As we become more efficient at gathering information in the world, from shopping habits and most-searched-for vacation spots to satellites that can adjust for cloud cover, it follows that how we communicate and organize this information for general understanding should become increasingly important. And it has. The demand for data analysts has grown over the past decade and the challenges that accompany analyzing this information are several, but despite all the hard work that goes into processing data sets, very little is shared with the public through data visualization.
Data visualization is the presentation of data in graphical or visual format to communicate information clearly and make complex data more accessible. Its goal is to provide the information necessary for the reader to make an informed decision, grasp a difficult concept, identify patterns or otherwise use the information presented.
Through my classes and research internship I’ve created several visualizations of my own and used others’ data representations to further my own understanding of the given topic. In doing so, I’ve come to realize how difficult it is to avoid bias. In my research here at Bigelow, a large part of my work has been mapping and creating other visuals (ie. box plots, anomaly maps, etc) to look for and try to identify patterns or correlations in natural phenomena. More specifically, I’ve been focusing on chlorophyll blooms in the Nordic Seas that occur earlier than in the majority of the basin. When I plotted the time series of these early chlorophyll blooms for each year, I was excited to find that this phenomena occurred every year with varying strength.
Upon taking a closer look at my data though, I discovered that this was not the case. In 1999, the red cluster — representing the early bloom — doesn’t exist. Which means the time series could be based off one or two pixels that may even be clustered incorrectly.
Which plot is telling the truth then? In order to test this I ran another type of clustering analysis that assigned membership values to each pixel. This value indicates how confident we can be that the pixel was clustered correctly. After running this analysis and plotting only the pixels with a membership value above a certain threshold it became clear that the time series plot for 1999 and even 2001 were not accurate representations. Once the membership value filter was applied to the data there were no points from 1999 or 2001 that we could be confident were clustered correctly.

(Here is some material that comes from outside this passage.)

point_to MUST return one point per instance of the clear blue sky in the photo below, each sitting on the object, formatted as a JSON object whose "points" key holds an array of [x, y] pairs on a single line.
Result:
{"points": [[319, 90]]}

It was in this way I discovered how difficult it was to not accidentally bias your images when creating figures, but also how important it is to be critical when reading results from representations. This skewed representation of data, whether intentional or not, can have subtle and dangerous consequences.

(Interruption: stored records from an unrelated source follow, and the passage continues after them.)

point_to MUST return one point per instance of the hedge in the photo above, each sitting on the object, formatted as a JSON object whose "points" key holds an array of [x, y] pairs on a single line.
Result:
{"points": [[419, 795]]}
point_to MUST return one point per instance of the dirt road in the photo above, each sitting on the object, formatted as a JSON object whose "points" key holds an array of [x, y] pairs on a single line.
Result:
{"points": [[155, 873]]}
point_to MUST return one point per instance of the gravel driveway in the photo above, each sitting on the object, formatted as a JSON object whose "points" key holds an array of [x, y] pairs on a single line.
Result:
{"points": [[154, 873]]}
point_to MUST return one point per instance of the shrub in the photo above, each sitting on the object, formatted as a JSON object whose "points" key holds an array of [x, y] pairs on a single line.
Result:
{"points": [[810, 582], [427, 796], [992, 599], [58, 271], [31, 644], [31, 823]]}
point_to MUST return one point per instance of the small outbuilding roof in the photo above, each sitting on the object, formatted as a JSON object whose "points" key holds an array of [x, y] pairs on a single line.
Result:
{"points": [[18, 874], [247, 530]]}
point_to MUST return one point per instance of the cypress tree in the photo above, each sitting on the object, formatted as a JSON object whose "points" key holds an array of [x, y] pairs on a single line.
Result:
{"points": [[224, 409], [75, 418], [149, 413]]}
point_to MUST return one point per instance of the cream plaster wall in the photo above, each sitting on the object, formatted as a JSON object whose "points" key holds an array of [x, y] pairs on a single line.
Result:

Aside from its expected appearances in scientific literature and statistics, information graphics have been increasingly popular in the media. A good representation of data will communicate accurate findings at a glance, but this isn’t always the case for visualizations presented in advertisements and the media. Competing browsers compare running speed in their advertisements and judging by this Microsoft Edge ad you might agree, Edge is faster. But in looking more critically at this representation, Edge is faster because its speed score is higher? There isn’t a translation for what that speed score means so without units we can’t interpret how important the difference between the speed scores is. At a glance, Edge appears almost twice as fast as Firefox when in reality it is only 9% faster. While this is a fairly innocent manipulation of consumers it highlights how commonplace bad data visualizations are becoming.
Another example with political implications is a figure seen on Fox News showing how many people had enrolled in US government sponsored healthcare. At first glance, it would seem as though as of March 27th they were less than a third of the way to their goal. But again looking at the numbers reveals a difference of 15% between the two — not 66%.
In both of these examples the visuals have been skewed for the desired initial interpretation and reaction that takes an extra deliberate decision of the audience to reevaluate. While both these examples in the media were likely deliberate, bias data representation can be accidental as well (as in my data of the Nordic Seas). For this reason, it’s important to be critical of the visualizations being presented to you; are there units, labeled axes, scaled plots? Finally, it’s easy for advertisements to throw large numbers at people resulting in people assuming a statistic has more significance than it should. Always look for context and compare stats with meaning; instead of comparing how much a country spends on its military, compare how much it spends relative to its population.
Adelaida Arjona is a Harvard University student in Bigelow Laboratory for Ocean Science’s Research Experience for Undergraduates program. This intensive experience provides an immersion in ocean research with an emphasis on hands-on, state-of-the-art methods and technologies.